A man passes with a load of bread on his shoulder

After that, am I going to write about my double?

Another sits and scratches, finds a louse and kills it.

What’s the point of discussing psychoanalysis then?

Another has entered my chest, club in hand.

Shall I talk Socrates to the doctor?

The cripple goes by, a kid on his arm.

I’ll read Andre Breton after that?

Another shivers from cold, coughs, spits blood.

Never to fit again, those most profound allusions?

Another gropes the pile for bones, rinds?

How to write, after that, about the infinite?

A bricklayer falls off the roof and dies, no longer eats lunch.

Innovate then the trope, the metaphor?

The retailer cheats his client out of a gram by weight.

Afterward, we’ll be talking about the 4th dimension?

A banker falsifies his balance.

Like this, this face, weeping in the theater?

The homeless person sleeps feet folded underneath.

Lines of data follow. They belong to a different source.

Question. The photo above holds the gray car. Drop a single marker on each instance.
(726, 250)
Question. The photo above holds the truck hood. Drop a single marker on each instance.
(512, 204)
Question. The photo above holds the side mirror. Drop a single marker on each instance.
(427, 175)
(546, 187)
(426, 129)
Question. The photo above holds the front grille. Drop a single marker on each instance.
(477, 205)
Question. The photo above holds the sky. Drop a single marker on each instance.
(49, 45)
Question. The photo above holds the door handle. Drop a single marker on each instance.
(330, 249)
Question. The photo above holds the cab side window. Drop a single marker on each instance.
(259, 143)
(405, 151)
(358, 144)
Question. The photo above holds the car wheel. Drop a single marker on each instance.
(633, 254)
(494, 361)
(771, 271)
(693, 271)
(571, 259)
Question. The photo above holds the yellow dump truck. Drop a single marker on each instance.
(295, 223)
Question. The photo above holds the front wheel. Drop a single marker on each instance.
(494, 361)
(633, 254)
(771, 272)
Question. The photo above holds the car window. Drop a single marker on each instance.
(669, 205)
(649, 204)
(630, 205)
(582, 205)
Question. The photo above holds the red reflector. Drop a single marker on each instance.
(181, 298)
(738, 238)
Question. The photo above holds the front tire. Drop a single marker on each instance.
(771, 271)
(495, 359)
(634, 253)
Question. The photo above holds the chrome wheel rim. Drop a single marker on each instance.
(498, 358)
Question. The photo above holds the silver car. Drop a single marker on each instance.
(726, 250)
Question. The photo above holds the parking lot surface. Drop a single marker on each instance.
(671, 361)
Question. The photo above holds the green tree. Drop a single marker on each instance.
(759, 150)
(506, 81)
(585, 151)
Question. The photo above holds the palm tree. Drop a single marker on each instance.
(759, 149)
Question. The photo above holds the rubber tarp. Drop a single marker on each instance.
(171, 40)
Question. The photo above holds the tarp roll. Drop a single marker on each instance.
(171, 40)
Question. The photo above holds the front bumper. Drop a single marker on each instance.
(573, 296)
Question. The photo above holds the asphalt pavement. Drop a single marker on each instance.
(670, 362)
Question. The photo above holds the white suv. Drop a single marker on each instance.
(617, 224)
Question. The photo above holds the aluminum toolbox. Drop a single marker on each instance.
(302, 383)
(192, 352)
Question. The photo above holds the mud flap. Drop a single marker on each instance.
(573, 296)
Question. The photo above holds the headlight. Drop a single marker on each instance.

Later, can anybody be talking about Picasso?

Someone weeps on the way to the burial.

After that, how to work your way into academia?

Someone cleans arms in their kitchen.

How will we speak of what exists in the world beyond?

Someone passes counting on their fingers.

How to speak of the not-me without crying aloud?

 

 

Un hombre pasa con un pan al hombro.
¿Voy a escribir, después, sobre mi doble?

Otro se sienta, ráscase, extrae un piojo de su axila, mátalo.
¿Con qué valor hablar del psicoanálisis?

Otro ha entrado a mi pecho con un palo en la mano.
¿Hablar luego de Sócrates al médico?

Un cojo pasa dando el brazo a un niño.
¿Voy, después, a leer a André Bretón?

Otro tiembla de frío, tose, escupe sangre.
¿Cabrá aludir jamás al Yo profundo?

Otro busca en el fango huesos, cáscaras,
¿Cómo escribir, después, del infinito?

Un albañil cae de un techo, muere y ya no almuerza.
¿Innovar, luego, el tropo, la metáfora?

Un comerciante roba un gramo en el peso a un cliente,
¿Hablar, después, de cuarta dimensión?

Un banquero falsea su balance.
¿Con qué cara llorar en el teatro?

Un paria duerme con el pie a la espalda.
¿Hablar, después, a nadie de Picasso?

Alguien va en un entierro sollozando.
¿Cómo luego ingresar a la Academia?

Alguien limpia un fusil en su cocina.
¿Con qué valor hablar del más allá?

Alguien pasa contando con sus dedos.